Immunohistochemistry.
VGLuT1 immunoreactivity was used to evaluate changes in cortical and intrahippocampal glutamatergic terminal densities (Fremeau et al., 2004) and VAChT for cholinergic terminal densities. Immunofluorescent staining was done using primary antibodies against VAChT (rabbit polyclonal; 1:1000; Synaptic Systems catalog #139 103 RRID:AB_887864) and VGluT1 (guinea pig polyclonal; 1:1000; Synaptic Systems catalog #135 304, RRID:AB_887878) and secondary antibodies (Alexa Fluor 488 anti-guinea-pig; 1:1000 and Alexa Fluor 555 anti-rabbit; 1:1000) from Invitrogen. Slices were incubated with 5% normal donkey serum diluted in PBS (0.1% of Triton ×100) for 2 h at room temperature and then incubated at room temperature for 18 h with primary antibodies diluted in PBS (0.1% of Triton X-100). After 3 washes in PBS, sections were incubated for 2 h with secondary antibodies. After three washes in PBS, sections were mounted with a DAPI slide mounting kit (DAPI Fluoromount-G; SouthernBiotech) to facilitate anatomical delimitations. Each immunohistochemical staining was done in one run for all mice included in the study.
Image analysis.
Images were taken with a 20× magnification objective lens mounted on a Leica bright-field microscope, with all settings kept identical for all sections of each type of staining. Image analysis was performed with ImageJ (RRID:SCR_003070). Synaptic densities were measured in all synaptic layers of the dorsal DG, CA3, CA2, and CA1 (for each layer, three measurements per section in 100 μm2 sampling box on four sequential sections spaced by 120 μm: these 12 measurements for each synaptic layer for each mouse were averaged to give one value for each layer per mouse; see Fig. 1). Cholinergic density was estimated from binearized pictures as a percentage of area covered by the staining after thresholding. The threshold was set to quantify only synaptic terminals: threshold level was increased until all fibers disappeared from thresholded images. This approach was selected as more appropriate to reveal changes in the sparse VAChT signal than relative fluorescent density. Glutamatergic density was assessed through the intensity of fluorescence after subtraction of background fluorescence taken from the surrounding corpus callosum.

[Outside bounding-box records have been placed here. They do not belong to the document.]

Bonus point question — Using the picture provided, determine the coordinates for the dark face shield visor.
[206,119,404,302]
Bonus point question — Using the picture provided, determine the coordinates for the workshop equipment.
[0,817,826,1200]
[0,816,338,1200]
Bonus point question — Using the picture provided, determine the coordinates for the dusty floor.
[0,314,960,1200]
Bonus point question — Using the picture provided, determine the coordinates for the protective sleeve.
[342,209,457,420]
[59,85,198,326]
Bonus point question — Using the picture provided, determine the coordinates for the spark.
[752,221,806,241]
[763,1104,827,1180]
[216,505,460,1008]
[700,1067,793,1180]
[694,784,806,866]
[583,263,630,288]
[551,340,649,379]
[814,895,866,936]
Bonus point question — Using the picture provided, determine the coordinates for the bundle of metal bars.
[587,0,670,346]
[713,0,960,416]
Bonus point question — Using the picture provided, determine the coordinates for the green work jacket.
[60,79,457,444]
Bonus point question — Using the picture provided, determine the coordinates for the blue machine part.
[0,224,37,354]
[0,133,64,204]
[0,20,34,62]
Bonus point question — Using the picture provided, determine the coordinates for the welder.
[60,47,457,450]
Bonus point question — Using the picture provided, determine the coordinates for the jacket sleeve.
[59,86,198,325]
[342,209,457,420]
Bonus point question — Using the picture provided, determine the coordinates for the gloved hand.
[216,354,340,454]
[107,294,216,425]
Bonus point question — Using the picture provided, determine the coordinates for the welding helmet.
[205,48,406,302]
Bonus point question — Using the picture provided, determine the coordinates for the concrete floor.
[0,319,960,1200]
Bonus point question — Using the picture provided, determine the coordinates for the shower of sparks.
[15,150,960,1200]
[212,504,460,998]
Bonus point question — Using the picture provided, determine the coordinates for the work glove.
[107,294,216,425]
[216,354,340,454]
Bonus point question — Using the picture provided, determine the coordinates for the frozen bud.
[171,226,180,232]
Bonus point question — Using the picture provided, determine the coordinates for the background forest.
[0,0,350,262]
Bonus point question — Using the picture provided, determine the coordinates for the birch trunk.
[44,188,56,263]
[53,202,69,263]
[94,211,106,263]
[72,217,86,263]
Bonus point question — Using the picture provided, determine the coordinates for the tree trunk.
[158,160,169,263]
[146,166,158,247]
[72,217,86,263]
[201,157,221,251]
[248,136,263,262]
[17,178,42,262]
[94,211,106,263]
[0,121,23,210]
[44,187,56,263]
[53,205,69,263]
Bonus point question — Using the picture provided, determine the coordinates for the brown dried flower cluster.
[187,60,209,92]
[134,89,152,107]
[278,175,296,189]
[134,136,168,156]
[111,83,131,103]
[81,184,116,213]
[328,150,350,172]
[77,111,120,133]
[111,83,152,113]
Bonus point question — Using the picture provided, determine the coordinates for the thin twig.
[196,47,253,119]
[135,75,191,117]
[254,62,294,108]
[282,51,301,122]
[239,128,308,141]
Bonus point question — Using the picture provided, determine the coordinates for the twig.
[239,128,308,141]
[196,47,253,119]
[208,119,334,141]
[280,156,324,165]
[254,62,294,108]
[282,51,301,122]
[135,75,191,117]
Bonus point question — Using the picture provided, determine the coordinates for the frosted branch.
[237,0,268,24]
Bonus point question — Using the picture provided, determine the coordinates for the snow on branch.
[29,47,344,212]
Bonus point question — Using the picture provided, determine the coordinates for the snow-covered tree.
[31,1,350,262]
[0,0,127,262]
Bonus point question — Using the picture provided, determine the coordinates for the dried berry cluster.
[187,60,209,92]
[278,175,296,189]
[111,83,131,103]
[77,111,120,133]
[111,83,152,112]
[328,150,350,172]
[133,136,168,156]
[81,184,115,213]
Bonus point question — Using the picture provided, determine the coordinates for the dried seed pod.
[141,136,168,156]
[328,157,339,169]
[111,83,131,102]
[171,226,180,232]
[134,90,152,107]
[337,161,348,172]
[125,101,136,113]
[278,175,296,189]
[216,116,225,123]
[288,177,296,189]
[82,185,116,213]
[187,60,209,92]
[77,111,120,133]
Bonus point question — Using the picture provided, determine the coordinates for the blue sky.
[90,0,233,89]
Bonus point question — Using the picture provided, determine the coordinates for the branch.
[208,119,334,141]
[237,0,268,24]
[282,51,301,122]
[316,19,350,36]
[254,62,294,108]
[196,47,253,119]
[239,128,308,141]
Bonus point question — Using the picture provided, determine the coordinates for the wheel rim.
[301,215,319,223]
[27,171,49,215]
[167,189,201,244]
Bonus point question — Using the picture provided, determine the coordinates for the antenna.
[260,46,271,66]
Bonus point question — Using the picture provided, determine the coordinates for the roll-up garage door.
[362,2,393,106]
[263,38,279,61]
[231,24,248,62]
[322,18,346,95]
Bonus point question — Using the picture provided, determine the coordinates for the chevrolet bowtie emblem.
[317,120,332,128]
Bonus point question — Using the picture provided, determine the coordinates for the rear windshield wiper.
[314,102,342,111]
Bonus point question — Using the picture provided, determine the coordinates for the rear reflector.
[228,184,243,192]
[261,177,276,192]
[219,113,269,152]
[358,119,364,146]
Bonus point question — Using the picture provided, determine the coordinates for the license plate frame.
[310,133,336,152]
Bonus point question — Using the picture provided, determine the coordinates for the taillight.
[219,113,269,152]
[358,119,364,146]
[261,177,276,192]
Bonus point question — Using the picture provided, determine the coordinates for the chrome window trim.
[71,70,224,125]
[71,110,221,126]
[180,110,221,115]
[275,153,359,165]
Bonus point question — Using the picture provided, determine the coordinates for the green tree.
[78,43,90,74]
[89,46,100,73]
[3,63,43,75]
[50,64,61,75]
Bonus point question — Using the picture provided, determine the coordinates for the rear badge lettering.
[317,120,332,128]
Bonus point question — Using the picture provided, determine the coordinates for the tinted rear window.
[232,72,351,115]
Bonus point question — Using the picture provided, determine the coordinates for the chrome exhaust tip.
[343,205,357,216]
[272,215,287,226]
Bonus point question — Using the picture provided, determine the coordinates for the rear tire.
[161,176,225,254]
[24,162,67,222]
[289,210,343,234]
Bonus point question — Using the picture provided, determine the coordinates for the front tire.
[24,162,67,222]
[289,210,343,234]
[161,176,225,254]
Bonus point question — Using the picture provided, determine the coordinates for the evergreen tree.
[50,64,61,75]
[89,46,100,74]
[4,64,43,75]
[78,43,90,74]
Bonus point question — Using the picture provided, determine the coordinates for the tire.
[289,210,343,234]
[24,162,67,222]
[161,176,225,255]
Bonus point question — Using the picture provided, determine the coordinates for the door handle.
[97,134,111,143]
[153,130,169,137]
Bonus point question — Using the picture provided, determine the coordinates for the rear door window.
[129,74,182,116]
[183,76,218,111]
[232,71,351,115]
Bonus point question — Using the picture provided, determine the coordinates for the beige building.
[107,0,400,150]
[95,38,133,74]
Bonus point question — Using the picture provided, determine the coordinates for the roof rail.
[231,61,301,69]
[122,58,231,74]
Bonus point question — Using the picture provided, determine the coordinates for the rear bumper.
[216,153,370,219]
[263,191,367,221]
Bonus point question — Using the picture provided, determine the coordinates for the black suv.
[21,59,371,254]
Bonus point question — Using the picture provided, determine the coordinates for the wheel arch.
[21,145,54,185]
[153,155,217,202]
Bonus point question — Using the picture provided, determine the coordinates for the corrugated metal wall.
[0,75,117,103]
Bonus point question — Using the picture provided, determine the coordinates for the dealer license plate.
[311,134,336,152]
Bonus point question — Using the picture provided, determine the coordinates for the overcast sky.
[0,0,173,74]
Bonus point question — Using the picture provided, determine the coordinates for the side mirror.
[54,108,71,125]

This relative fluorescence approach was selected for assessing VGluT1 changes because VGluT1-positive terminal dense packing and the absence of fiber staining precludes a thresholding approach similar to that used for cholinergic terminals. Synaptic cholinergic and glutamatergic data were expressed as a ratio of the respective sham density (for each delay, genotype, and sex) to extract and compare specifically lesion-related synaptic reorganizations throughout groups. Density of staining was first measured for all mice. Then, for each genotype, sex, and delay, density of all sham and lesioned mice was divided by the averaged density calculated in the corresponding sham group. The presumable main origin of glutamatergic innervation for each layer was indicated in our graphs based on Van Strien et al. (2009).

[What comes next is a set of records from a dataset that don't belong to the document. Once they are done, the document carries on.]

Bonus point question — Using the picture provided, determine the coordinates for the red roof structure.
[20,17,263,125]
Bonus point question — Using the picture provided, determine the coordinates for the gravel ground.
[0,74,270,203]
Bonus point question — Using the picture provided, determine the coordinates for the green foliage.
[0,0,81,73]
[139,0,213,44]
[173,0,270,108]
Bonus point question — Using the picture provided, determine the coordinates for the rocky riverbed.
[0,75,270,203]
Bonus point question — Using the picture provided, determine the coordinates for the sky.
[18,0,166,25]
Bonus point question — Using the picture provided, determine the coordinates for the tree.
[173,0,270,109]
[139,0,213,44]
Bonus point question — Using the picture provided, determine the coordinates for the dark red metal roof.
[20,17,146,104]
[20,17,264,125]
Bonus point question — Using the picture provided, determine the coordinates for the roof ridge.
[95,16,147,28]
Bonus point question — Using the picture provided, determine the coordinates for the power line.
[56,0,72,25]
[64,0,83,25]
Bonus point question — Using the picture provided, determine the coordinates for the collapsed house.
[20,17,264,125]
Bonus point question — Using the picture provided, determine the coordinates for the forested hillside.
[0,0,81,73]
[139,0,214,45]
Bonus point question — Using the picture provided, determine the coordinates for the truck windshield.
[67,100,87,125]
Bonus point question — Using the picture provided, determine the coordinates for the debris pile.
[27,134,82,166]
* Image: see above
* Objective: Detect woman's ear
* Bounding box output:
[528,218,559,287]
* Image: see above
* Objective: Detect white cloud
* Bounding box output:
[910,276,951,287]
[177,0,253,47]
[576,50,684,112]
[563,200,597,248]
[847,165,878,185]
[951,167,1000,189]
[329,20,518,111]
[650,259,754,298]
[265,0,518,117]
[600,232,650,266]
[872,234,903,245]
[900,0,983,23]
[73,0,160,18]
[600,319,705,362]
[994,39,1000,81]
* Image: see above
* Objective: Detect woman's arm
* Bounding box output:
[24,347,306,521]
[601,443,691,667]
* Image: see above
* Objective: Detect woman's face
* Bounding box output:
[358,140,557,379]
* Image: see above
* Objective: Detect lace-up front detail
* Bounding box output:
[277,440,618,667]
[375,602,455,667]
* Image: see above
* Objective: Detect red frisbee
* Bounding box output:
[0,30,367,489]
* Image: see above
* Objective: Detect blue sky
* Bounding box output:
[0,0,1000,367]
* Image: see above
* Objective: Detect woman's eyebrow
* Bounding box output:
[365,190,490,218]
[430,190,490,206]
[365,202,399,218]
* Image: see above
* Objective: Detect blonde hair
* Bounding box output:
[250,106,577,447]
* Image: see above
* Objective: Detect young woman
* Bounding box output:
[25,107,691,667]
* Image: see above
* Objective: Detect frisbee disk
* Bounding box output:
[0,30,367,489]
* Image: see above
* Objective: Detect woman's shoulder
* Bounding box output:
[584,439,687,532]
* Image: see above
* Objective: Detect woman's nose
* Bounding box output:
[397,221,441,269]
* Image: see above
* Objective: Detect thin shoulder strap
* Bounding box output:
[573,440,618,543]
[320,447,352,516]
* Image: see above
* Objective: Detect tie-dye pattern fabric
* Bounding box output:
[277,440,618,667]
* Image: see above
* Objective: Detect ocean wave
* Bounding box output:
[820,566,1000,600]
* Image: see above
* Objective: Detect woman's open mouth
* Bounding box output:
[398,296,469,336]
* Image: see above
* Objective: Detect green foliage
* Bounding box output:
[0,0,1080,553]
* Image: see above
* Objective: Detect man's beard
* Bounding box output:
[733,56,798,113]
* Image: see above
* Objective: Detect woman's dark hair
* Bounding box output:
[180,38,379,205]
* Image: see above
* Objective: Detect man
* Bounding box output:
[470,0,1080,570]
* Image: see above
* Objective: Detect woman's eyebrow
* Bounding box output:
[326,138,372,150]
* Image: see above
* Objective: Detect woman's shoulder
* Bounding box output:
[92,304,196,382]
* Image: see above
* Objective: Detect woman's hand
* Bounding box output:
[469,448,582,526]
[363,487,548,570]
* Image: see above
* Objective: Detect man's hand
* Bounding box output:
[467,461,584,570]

Optogenetic and electrophysiology.
Mice under urethane (1.5 g/kg; Sigma-Aldrich) and ketamine (50 mg/kg; Imalgen; Merial)/xylazine (10 mg/kg; Rompun; Bayer) terminal anesthesia were placed in a stereotaxic apparatus after the complete loss of tail- and paw-pinch retraction reflexes. Coordinates were calculated from bregma (dorsal hippocampus recordings: AP −1.94 mm; ML ±0.11 mm; P −0.12 mm from dura; MSDB optical fiber: AP +0.078 mm; ML −0.015 mm; P-3.9 mm from dura; perforant path stimulation: AP-0.43 mm; ML ±0.24 mm; P −0.15 from dura). Optogenetic stimulations were done with an LED stimulation light (Prizmatix) at 470 nm through a 250 μm optic fiber (10 ms pulses at 0.2, 5, or 20 Hz; 15–20 mW output power). Recordings were done with a linear 16-channel silicon probe (Neuronexus, A1x16-2 mm-50-177) connected to an AlphaLab recording system (Alpha-Omega). Raw signal was amplified (200×), filtered between 0 and 9 kHz, and digitalized at 22 kHz. Silicon probes, optical fiber, and stimulating electrodes were painted with 2% Dil solution (Sigma-Aldrich) for localization.

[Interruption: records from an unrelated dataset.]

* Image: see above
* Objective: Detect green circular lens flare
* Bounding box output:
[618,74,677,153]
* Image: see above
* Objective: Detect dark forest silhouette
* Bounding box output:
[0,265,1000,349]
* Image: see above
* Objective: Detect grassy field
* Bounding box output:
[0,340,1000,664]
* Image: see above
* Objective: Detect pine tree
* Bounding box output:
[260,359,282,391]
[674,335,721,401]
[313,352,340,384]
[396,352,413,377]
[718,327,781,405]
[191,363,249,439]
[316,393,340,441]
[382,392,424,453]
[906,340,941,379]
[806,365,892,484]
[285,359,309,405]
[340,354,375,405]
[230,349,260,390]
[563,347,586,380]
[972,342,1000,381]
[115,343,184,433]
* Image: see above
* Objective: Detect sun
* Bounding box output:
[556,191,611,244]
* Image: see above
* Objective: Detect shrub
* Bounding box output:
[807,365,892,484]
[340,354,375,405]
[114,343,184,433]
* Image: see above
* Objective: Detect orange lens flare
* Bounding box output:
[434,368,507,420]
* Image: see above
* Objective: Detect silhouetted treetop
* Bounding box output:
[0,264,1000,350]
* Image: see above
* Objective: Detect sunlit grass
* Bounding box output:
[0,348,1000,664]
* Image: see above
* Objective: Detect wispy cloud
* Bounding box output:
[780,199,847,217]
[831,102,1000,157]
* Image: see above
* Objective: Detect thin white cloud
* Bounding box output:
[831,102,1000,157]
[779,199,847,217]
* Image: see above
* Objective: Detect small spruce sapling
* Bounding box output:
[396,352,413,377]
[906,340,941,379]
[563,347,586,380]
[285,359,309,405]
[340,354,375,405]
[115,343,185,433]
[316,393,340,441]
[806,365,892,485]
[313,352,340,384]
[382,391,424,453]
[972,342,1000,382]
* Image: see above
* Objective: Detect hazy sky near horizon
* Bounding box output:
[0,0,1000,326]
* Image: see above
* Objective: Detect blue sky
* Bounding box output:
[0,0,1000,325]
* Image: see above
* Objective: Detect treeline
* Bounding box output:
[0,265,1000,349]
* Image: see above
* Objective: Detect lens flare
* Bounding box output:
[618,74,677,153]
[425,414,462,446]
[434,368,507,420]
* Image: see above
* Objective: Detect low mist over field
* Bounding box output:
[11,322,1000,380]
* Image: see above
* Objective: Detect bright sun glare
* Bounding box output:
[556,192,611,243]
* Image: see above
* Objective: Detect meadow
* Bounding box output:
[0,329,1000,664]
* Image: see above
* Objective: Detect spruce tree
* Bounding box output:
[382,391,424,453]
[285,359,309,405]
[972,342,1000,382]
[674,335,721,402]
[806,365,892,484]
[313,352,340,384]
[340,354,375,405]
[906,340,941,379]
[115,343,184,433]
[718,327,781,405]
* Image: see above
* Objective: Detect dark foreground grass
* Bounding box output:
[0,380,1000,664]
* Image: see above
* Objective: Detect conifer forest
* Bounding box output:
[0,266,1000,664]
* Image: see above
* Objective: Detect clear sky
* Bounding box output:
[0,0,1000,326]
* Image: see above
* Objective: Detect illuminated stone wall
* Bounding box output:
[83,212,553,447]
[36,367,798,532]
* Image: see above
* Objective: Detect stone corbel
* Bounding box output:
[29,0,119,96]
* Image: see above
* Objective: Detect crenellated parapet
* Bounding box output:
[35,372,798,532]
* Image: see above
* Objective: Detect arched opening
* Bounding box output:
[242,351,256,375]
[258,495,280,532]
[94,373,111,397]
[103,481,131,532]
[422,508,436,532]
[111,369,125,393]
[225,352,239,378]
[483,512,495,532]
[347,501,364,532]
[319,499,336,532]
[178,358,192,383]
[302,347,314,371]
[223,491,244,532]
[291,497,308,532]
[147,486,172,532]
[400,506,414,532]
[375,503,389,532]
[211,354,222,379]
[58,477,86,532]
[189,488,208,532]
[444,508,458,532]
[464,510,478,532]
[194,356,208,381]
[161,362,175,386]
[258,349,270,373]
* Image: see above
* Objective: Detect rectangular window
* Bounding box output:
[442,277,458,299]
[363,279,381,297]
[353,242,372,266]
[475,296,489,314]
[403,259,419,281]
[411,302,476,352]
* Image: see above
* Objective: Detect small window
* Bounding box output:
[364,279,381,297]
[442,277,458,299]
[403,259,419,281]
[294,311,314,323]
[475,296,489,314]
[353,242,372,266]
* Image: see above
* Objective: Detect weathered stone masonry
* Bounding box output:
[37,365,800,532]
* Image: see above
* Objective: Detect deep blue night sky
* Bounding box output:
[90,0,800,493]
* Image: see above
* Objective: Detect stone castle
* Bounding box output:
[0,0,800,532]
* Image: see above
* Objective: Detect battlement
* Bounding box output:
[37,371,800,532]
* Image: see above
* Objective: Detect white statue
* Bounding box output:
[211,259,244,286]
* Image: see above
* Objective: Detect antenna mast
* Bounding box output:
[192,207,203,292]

Analyses were performed using custom-made scripts in MATLAB (MathWorks, RRID:SCR_001622). When present, slow drift and electrical noise were removed using the Chronux signal processing toolbox (Bokil et al., 2010; RRID:SCR_005547). LFP data were down-sampled to 2200 Hz and filtered between 0.1 and 500 Hz. Spectral analysis were carried with the Chronux toolbox with a time-frequency product of three and five tapers. Time-frequency analyses were done on 4 s window moved across the data in 1 s increments. Due to the high occurrence of dentate LFP spikes in lesioned mice, power in the theta band (3–9 Hz in anesthetized mice) was measured as peak power, a measure removing contamination caused by high-amplitude events.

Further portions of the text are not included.